Malloreddus o gnocchetti sardi

 

I malloreddus sono un primo piatto tipico sardo, il cui nome deriva dal termine dialettale malloru, ossia toro, poiché la loro forma panciuta ricorda la pancia dei vitelli (malloreddus = vitellini).

La zona di origine dei malloreddus viene identificata con il Campidano, a sud della Sardegna, ma sono diffusi in tutta la regione dove, però, cambiano di nome: a Sassari vengono detti ciciones o cigiones, a Nuoro cravaos, a Logudoru macarones. Nel resto d'Italia, invece, sono conosciuti con il nome di gnocchetti sardi, anche se il loro impasto non è fatto di patate come quello dei classici gnocchi, bensì di semola di grano duro e acqua. I malloreddus sono inseriti nel PAT (Prodotti Agroalimentari Tradizionali) della Sardegna.

In Sardegna i malloreddus rappresentano il primo piatto delle grandi occasioni, della domenica, del Natale o della Pasqua, e vengono conditi con sughi molto ricchi e saporiti, speso piccanti, come il ragù alla campidanese, composto da un soffritto di cipolla e salsiccia, pomodoro e crema di pecorino sardo.
Altre ricette prevedono di abbinare i malloreddus ad una crema di pecorino, allo zafferano, ai funghi, alla carne di cavallo ed anche alle vongole o ai gamberi.

 

 

Preparazione dei malloreddus

Malloreddus

I malloreddus vengono preparati da secoli dalle casalinghe sarde manualmente, impastando la semola con l'acqua e formando delle listarelle di circa 16 cm, che poi vengono tagliate in vermicelli di circa 2 cm.

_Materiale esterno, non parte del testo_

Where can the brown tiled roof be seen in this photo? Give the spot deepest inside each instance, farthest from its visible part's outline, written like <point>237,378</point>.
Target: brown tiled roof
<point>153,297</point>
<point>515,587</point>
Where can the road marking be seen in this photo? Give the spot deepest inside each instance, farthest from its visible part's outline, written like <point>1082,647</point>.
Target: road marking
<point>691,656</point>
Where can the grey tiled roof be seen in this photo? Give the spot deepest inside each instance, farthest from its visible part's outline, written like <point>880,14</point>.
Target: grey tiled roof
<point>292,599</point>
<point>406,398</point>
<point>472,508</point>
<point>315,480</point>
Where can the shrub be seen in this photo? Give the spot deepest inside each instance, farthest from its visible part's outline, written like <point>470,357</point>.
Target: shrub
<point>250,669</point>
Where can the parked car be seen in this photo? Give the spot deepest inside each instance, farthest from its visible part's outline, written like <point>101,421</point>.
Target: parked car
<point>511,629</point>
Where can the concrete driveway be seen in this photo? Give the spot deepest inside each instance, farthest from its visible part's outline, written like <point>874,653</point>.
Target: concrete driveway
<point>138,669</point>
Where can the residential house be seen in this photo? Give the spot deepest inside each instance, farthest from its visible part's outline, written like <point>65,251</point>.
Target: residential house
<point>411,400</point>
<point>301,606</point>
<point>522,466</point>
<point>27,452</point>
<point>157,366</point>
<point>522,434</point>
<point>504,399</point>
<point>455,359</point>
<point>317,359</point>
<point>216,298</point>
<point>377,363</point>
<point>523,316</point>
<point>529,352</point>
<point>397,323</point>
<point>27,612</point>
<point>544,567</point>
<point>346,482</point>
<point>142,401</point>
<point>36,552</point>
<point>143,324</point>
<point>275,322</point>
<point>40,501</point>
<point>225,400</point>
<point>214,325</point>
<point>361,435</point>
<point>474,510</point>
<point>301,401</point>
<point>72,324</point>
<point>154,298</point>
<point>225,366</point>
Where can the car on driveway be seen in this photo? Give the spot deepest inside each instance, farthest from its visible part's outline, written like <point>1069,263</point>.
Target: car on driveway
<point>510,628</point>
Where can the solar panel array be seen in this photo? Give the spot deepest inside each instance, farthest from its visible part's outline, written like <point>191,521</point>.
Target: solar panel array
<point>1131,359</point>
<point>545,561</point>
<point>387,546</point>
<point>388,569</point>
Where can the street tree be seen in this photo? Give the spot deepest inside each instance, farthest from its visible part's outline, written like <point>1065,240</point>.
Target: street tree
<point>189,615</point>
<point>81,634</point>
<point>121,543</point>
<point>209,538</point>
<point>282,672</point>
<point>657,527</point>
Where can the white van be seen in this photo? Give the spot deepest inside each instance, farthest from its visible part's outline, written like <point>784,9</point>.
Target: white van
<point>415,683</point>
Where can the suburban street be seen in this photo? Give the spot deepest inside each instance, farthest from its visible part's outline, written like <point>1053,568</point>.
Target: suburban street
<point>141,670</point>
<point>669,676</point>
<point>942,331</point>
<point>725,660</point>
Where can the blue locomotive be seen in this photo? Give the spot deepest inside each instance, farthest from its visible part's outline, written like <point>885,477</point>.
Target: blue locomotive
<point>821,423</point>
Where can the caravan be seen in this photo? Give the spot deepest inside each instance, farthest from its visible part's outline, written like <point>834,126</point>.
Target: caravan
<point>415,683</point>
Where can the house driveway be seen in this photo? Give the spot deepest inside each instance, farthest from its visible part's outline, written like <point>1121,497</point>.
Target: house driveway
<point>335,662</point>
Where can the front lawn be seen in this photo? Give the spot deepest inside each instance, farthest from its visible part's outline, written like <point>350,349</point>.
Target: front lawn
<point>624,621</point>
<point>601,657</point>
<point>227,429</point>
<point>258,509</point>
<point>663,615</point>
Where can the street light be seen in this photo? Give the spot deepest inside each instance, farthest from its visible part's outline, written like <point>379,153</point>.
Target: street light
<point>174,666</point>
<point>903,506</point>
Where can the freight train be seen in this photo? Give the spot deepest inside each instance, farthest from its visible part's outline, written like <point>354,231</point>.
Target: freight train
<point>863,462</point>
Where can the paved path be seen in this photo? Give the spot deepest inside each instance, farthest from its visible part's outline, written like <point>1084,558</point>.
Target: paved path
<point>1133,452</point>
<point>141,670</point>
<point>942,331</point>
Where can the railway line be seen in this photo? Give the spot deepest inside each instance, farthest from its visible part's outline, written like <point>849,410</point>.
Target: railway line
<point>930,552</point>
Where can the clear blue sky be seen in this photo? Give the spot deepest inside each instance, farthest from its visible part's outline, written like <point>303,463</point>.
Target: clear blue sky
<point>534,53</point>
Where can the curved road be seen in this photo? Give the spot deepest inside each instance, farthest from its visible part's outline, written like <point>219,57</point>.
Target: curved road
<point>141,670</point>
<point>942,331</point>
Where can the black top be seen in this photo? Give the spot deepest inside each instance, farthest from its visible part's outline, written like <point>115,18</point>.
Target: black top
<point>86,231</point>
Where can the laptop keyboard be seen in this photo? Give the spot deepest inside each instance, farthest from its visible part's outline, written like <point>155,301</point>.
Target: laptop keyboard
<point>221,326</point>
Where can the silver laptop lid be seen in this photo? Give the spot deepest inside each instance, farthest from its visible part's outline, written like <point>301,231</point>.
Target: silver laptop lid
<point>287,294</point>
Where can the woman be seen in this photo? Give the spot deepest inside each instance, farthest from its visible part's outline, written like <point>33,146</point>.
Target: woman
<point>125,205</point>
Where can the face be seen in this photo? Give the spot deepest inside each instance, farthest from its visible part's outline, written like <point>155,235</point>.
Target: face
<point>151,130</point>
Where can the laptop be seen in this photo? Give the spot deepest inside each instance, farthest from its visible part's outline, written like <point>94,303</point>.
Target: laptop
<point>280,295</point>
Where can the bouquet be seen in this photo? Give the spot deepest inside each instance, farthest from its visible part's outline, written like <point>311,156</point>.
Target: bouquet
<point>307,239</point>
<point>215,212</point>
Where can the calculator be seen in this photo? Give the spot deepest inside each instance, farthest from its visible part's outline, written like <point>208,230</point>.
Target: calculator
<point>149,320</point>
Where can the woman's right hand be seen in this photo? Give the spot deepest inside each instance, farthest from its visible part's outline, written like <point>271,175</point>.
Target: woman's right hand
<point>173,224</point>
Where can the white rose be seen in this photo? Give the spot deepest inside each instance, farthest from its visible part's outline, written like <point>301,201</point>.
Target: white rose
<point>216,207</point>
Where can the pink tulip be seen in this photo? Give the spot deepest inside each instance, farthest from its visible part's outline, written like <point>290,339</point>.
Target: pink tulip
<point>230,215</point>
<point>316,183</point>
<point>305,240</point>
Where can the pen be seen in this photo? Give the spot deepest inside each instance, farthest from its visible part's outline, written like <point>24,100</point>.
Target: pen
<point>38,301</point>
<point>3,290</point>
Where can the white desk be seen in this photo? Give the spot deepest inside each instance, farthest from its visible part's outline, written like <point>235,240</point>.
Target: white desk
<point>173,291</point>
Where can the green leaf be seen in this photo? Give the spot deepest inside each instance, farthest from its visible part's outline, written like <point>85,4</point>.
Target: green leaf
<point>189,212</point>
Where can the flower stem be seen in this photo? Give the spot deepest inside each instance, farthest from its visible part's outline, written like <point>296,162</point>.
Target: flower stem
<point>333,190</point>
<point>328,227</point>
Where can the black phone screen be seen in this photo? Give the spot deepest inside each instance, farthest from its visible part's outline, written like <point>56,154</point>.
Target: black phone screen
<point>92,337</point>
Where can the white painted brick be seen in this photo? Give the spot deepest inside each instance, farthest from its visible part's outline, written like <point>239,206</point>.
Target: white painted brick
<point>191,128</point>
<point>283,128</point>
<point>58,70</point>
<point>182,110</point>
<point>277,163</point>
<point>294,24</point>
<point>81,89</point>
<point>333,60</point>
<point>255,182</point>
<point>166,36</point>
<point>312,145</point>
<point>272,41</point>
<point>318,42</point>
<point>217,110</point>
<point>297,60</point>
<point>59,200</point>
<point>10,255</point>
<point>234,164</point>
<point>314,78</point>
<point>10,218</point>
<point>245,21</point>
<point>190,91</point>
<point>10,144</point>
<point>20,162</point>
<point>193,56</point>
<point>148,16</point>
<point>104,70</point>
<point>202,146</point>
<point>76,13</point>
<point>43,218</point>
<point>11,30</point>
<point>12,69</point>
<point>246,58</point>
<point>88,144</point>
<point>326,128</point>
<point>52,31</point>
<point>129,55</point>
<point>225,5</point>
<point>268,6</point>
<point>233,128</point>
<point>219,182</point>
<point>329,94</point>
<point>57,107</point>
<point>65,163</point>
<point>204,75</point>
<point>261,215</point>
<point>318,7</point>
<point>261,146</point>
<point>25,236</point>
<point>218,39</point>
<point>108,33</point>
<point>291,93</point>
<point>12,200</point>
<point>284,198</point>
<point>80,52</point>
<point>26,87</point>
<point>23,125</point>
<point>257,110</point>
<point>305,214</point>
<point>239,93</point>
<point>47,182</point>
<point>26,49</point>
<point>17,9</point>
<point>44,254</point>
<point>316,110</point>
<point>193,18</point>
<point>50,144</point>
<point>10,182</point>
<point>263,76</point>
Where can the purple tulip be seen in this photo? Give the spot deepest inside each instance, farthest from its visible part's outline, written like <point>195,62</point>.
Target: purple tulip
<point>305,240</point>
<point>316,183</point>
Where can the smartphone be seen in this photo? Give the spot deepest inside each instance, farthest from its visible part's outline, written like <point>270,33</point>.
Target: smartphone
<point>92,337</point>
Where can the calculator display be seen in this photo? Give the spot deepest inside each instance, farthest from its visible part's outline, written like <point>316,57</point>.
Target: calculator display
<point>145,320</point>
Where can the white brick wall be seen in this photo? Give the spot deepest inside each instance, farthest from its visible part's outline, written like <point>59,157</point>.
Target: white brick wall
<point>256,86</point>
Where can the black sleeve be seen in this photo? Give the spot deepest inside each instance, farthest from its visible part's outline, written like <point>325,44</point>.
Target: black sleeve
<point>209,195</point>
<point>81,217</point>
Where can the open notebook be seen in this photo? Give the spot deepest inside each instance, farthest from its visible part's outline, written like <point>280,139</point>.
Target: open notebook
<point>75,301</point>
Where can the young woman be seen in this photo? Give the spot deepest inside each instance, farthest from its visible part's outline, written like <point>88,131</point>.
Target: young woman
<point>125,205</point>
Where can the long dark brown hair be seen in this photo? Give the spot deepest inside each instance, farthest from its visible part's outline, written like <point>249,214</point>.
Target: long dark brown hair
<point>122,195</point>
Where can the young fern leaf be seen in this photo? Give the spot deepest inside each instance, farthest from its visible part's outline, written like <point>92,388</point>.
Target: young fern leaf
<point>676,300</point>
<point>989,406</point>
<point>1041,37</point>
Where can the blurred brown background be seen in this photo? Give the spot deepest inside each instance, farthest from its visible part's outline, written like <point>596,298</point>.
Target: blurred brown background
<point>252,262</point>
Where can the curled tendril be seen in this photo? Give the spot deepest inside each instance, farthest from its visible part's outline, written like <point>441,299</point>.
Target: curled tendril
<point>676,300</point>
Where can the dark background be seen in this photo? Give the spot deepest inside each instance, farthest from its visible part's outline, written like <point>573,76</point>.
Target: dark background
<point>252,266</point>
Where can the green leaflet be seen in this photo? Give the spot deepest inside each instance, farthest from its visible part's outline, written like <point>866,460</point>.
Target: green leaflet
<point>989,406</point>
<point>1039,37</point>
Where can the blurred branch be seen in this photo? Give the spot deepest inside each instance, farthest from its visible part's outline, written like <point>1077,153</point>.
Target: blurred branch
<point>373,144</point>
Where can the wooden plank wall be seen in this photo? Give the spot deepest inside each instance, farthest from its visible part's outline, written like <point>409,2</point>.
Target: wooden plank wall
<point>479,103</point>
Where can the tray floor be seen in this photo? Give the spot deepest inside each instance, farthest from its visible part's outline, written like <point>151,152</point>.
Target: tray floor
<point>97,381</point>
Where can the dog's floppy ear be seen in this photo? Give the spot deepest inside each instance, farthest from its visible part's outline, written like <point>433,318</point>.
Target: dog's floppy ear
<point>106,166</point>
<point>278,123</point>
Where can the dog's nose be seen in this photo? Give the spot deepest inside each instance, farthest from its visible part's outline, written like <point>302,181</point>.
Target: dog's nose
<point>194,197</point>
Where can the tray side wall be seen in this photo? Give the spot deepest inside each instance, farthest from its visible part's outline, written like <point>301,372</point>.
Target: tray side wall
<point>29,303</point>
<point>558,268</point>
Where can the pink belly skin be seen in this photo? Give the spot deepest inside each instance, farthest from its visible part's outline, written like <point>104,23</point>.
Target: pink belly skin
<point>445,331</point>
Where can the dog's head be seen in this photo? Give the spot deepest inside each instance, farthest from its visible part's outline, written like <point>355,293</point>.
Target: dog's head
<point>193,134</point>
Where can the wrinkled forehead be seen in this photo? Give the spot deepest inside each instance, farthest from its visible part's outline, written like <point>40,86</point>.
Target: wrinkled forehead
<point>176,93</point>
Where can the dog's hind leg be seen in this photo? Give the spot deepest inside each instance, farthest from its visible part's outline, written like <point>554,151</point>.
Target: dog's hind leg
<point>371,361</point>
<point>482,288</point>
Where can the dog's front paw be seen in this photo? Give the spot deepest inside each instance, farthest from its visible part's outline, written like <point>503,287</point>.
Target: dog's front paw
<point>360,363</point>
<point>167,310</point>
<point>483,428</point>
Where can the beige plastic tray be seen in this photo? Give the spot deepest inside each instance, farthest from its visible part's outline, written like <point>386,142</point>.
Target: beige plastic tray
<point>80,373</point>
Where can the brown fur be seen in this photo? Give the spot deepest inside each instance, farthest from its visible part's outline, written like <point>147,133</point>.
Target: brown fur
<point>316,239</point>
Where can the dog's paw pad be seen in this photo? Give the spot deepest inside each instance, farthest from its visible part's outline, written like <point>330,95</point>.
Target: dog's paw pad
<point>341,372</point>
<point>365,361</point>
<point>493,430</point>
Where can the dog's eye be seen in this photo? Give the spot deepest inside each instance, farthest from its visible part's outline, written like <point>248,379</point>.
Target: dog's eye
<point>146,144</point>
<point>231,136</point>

Per dare la tipica rigatura ai malloreddus ogni pezzetto di impasto viene fatto rotolare sulla parete di un cesto di vimini o su un setaccio apposito detto ciuliri.

Spesso in passato nell'impasto veniva aggiunto anche lo zafferano, ma oggi questa tradizione è caduta in disuso e la spezia viene piuttosto aggiunta al sugo di accompagnamento.

I malloreddus hanno una forma concava e una porosità elevata che permettono loro di raccogliere bene il sugo. 

Ricetta dei malloreddus alla campidanese

 

 

Ingredienti per 4 persone

  • 400 g di gnocchetti sardi
  • 150 g di salsiccia fresca
  • 1 cipolla
  • 400 g di passata di pomodoro
  • 150 g di pecorino sardo grattugiato
  • 4 foglie di basilico
  • 1 cucchiaio di olio extra vergine di oliva
  • 1 bustina di zafferano
  • sale e pepe q.b.

Procedimento: sbucciare e tagliare finemente la cipolla e preparare un soffritto in padella con l'olio. Aggiungere la salsiccia tagliata a cubetti, farla rosolare e quindi unire la passata di pomodoro. Sistemare di sale e pepe (e volendo di peperoncino) e lasciar sobbollire per circa 30-40 minuti. A cottura quasi ultimata aggiungere lo zafferano e le foglie di basilico.

Cuocere i malloreddus in abbondante acqua salata rispettando i tempi di cottura (circa 8-10 minuti), stemperare il pecorino grattugiato con un cucchiaio di acqua di cottura formando una crema e unirlo al ragù.

Scolare la pasta e condirla, quindi servire calda.